Here's an article I came across that discusses some of the SQL technologies: http://www.zdnet.com/article/sql-and-hadoop-its-complicated/

Drill is fundamentally different in both the user's experience and the architecture. For example:

  • Drill is a schema-free query engine. For instance, you can point it at a directory of JSON or Parquet log files (on your local box, an NFS share, S3, HDFS, MapR-FS, etc.) and run a query. You don't have to load data, create and manage schemas or pre-process the data.
  • Drill uses a JSON document model internally which allows it to query data of any structure. A lot of modern data is complex, meaning a record can contain nested structures and arrays, and field names may actually encode values such timestamps or web page URLs. Drill allows normal BI tools to operate seamlessly on such data without requiring the data to be flattened in advance.
  • Drill works with a variety of non-relational datastores, including Hadoop, NoSQL databases (MongoDB, HBase) and cloud storage. Additional datastores will be added.

Drill 1.0 was just released (May 19, 2015). You can easily download it onto your laptop and play with it without any infrastructure (Hadoop, NoSQL, etc.).


Drill provides the ability for you to query different kinds of datasets with ANSI SQL. This makes it great for adhoc data exploration, and connecting BI tools to datasets via ODBC. You can even use Drill to SQL JOIN different kinds of datasets. For example, you could join records in a MySQL table with rows in a JSON file, or a CSV file, or OpenTSDB, or MapR-DB... the list goes on. Drill can connect to lots of different types of data.

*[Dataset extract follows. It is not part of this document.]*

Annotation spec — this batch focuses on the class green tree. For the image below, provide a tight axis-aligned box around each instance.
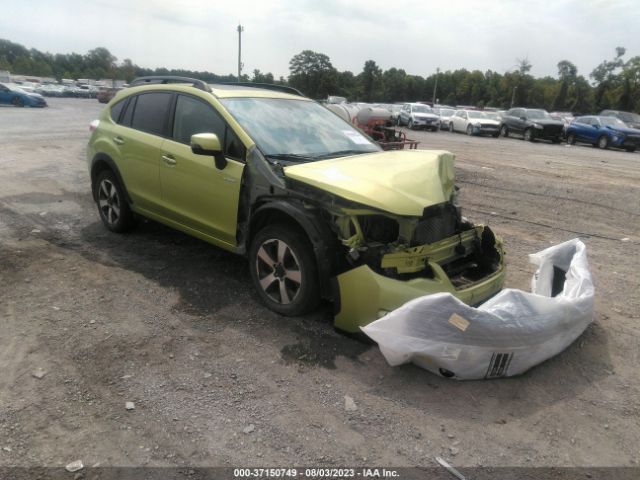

When I think to use Spark, I'm typically wanting to use it for RDDs (resilient distributed dataset). RDDs make it easy to process a lot of data, quickly. Spark also has a bunch of libraries for ML and streaming. Drill doesn't process data at all. It just gets you access to said data. You could use Drill to pull data into Spark, or Tensorflow, or PySpark, or Tableau, etc.


Apache Spark-SQL:

  • You need to write code (Scala, Java or Python) to access the data and process it.
  • SQL queries can be executed against Dataframes.
  • Execution can be done in a distributed fashion (cluster).
  • Almost every data storage has a Spark driver or connector.
  • Used for massive parallel computing/ data analytics.
  • Support stream processing.
  • Has a bigger support community.

Apache Drill:

  • No need to write code, Drill will explore the data source and create its own data catalog.
  • Easier to use, just SQL.
  • Execution can be done in a distributed fashion (cluster).
  • It can be used to read data from many data sources such as MongoDB, Parquet files, MySQL and any JDBC database.
  • Used for ad-hoc data exploration.
  • It does not support stream processing.
  • It has a smaller support community.